Now, most software tools on Linux and macOS assumes LF line endings and will not handle CR+LF line endings. So, say we create the following shell script file script.sh on an MS Windows machine:

#! /usr/bin/env bash

hostname

transfer it to Wynton HPC, and then try to run it there, we get an obscure error:

[alice@dev2 ~]$ source script.sh 

: command not found

The problem is that Unix-like systems gets confused by that extra, invisible \r (CR) at the end of each line. Now, since these symbols are invisible to you, we cannot really tell when looking at the file in the editor whether the line endings are LF (line feed) or CR+LF.

Identifying the problem #

We can use file to inspect a file and report on what type of file it is, including type of line endings;

[alice@dev2 ~]$ file script.sh
script.sh: Bourne-Again shell script, ASCII text executable,
with CRLF line terminators

Note the mentioning of “CRLF line terminators”. Another way to check whether a file has CR symbols, is to use dos2unix with the --info=d option;

[alice@dev2 ~]$ dos2unix --info=d script.sh
       3  script.sh

The ‘3’ is the number of CR symbols found in file script.sh. When running on Wynton HPC, we want this count to be zero.

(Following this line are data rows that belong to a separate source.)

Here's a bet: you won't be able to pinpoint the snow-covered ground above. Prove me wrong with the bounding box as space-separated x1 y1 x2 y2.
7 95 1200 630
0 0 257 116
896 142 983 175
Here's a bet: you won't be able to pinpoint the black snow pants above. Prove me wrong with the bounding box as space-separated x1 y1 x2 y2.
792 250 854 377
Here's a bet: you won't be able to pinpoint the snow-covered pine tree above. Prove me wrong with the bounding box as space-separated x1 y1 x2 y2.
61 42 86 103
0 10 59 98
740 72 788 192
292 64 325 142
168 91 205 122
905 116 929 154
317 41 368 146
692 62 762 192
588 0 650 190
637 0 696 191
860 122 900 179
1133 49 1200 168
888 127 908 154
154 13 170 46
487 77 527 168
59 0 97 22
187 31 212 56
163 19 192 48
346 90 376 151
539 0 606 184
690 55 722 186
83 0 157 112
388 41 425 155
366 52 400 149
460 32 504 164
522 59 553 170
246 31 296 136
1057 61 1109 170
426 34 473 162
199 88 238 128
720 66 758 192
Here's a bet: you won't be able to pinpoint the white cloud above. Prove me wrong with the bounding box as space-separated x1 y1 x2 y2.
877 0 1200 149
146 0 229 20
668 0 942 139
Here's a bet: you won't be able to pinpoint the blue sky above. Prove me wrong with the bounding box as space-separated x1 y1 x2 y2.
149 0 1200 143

We can also “visualize” odd symbols, including the CR and LF symbols, by using cat with option -A;

[alice@dev2 ~]$ source script.sh
$ cat -A script.sh
#! /usr/bin/env bash^M$
^M$ 
hostname^M$ 

The problematic CR symbols are displayed as ^M and the LF symbols as $.

Fixing the problem #

To fix this problem, we can use dos2unix. As its name suggests, this tool converts a file from a DOS format to Unix format. DOS is the origin of MS Windows. By running:

[alice@dev2 ~]$ dos2unix script.sh
dos2unix: converting file script.sh to Unix format...

all CR+LF line endings will be replaced with LF line endings. We can confirm this as:

[alice@dev2 ~]$ file script.sh
script.sh: Bourne-Again shell script, ASCII text executable

Note that there is no longer a mentioning of “CRLF line terminators”. We can also ask dos2unix to confirm there are zero CRLF line endings;

[alice@dev2 ~]$ dos2unix --info=d script.sh
       0  script.sh

Finally, we can use cat -A to visually confirm this:

[alice@dev2 ~]$ cat -A script.sh
#! /usr/bin/env bash$
$ 
hostname$ 

There are no ^M displayed. The $ symbols are LF, which is what we want for line endings on Unix. If we try to run this script again, it’ll now work:

[alice@dev2 ~]$ source script.sh
dev2